It was just a couple of weeks ago that Jess and I made our way out to Seattle for this year's N-TEN Nonprofit Technology Conference. This was the first event dedicated to nonprofits' online strategies that I've attended. Not quite knowing what to expect from each of the defined seminar tracks, I stuck with what I knew best: the geeky stuff.
Due to a compressed travel schedule, I was only able to make it to three seminars: Open APIs, emerging technologies and Web 2.0 security concerns. But despite the planners' attempt at variety, a recurring theme emerged in each of these sessions. The presenters would cover one or more fascinating, geeky and powerful technologies or sites, discuss how they were being used, then open the floor to questions. Inevitably the conversation would arrive at the same point: what can this actually do for my organization? To the presenters' credit, their answer was frequently an honest "not much."
The problem was a fundamental one. This year's hot topic was the collection of technologies that, in lieu of a clear definition, we've all taken to calling "Web 2.0". Flickr, del.icio.us and MySpace's URLs were furiously jotted onto hundreds of notepads by harried technical directors already planning their reports. But these sites aren't successful because of AJAX and rounded corners; they're successful because they're democratized, flat spaces — attributes that have allowed them to grow large and dedicated communities of users.
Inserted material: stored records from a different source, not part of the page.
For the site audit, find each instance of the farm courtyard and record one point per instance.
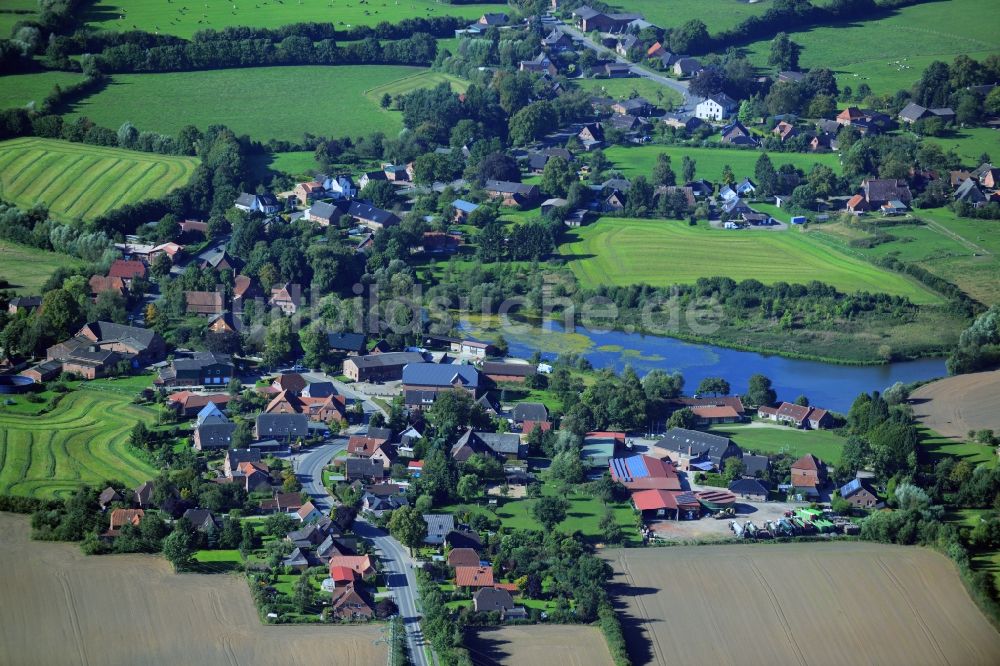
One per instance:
(807, 603)
(77, 180)
(156, 617)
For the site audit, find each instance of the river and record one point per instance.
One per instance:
(826, 385)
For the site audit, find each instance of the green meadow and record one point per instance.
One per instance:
(264, 102)
(173, 17)
(623, 251)
(84, 440)
(18, 90)
(890, 53)
(25, 269)
(635, 161)
(76, 180)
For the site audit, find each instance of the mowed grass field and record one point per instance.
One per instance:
(890, 53)
(169, 619)
(77, 180)
(717, 15)
(26, 268)
(84, 440)
(639, 160)
(17, 90)
(808, 603)
(185, 19)
(764, 438)
(623, 251)
(264, 102)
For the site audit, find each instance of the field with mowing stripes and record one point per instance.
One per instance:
(81, 181)
(624, 251)
(287, 101)
(83, 440)
(184, 20)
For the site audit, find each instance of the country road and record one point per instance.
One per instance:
(680, 86)
(396, 562)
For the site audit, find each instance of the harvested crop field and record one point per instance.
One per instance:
(540, 645)
(61, 607)
(808, 603)
(953, 406)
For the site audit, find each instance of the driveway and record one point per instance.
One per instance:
(680, 86)
(396, 561)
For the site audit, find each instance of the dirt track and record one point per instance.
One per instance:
(953, 406)
(60, 607)
(541, 645)
(804, 604)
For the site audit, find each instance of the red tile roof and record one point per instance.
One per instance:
(474, 576)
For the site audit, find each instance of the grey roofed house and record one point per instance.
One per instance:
(529, 411)
(441, 376)
(349, 342)
(489, 599)
(319, 390)
(969, 192)
(438, 526)
(367, 212)
(282, 426)
(714, 447)
(754, 464)
(202, 520)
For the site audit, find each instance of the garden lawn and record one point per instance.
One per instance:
(906, 42)
(184, 20)
(84, 440)
(286, 101)
(17, 90)
(77, 180)
(623, 251)
(584, 515)
(709, 162)
(717, 15)
(824, 444)
(25, 269)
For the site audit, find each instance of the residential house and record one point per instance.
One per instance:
(120, 518)
(515, 373)
(685, 67)
(323, 213)
(383, 367)
(286, 298)
(808, 475)
(860, 494)
(692, 449)
(203, 520)
(258, 203)
(371, 217)
(364, 469)
(784, 131)
(283, 427)
(737, 135)
(201, 368)
(750, 489)
(512, 194)
(438, 527)
(717, 106)
(474, 576)
(346, 342)
(204, 303)
(505, 446)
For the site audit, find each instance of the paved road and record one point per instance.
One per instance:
(680, 86)
(396, 562)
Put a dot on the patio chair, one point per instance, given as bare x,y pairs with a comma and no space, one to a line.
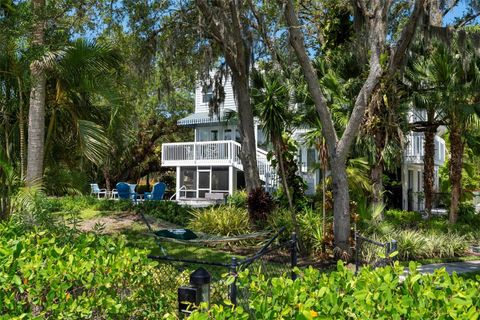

And while everyone at the conference wanted to build their list, many expressed an inability or organizational unwillingness to do so at the expense of control of their message. That's a perfectly legitimate choice, but it makes many of these newest technologies irrelevant.
I also found it telling what technologies weren't being talked about: virtually nobody discussed blogging or podcasting. I'm sure that's because previous NTCs have covered that ground pretty thoroughly — but I think some repetition might be in order. Given the number of times I heard attendees complain about their organizations' constellations of legacy Access databases, it was hard to believe that everyone had internalized the lessons of past conferences.
So that, I think, is the Big Thing I took away from Seattle: learning about the latest buzzword technologies is a good and worthwhile thing for nonprofits to do, but it's much harder to figure out how those technologies fit together with your supporters and mission than it is to figure out how they integrate with each other. Getting a web service to talk to your website is far simpler than getting your executive director to blog on it. Figuring out how and why you should use these new tools is the real question facing nonprofit technologists, and one that the sessions I attended left largely unanswered.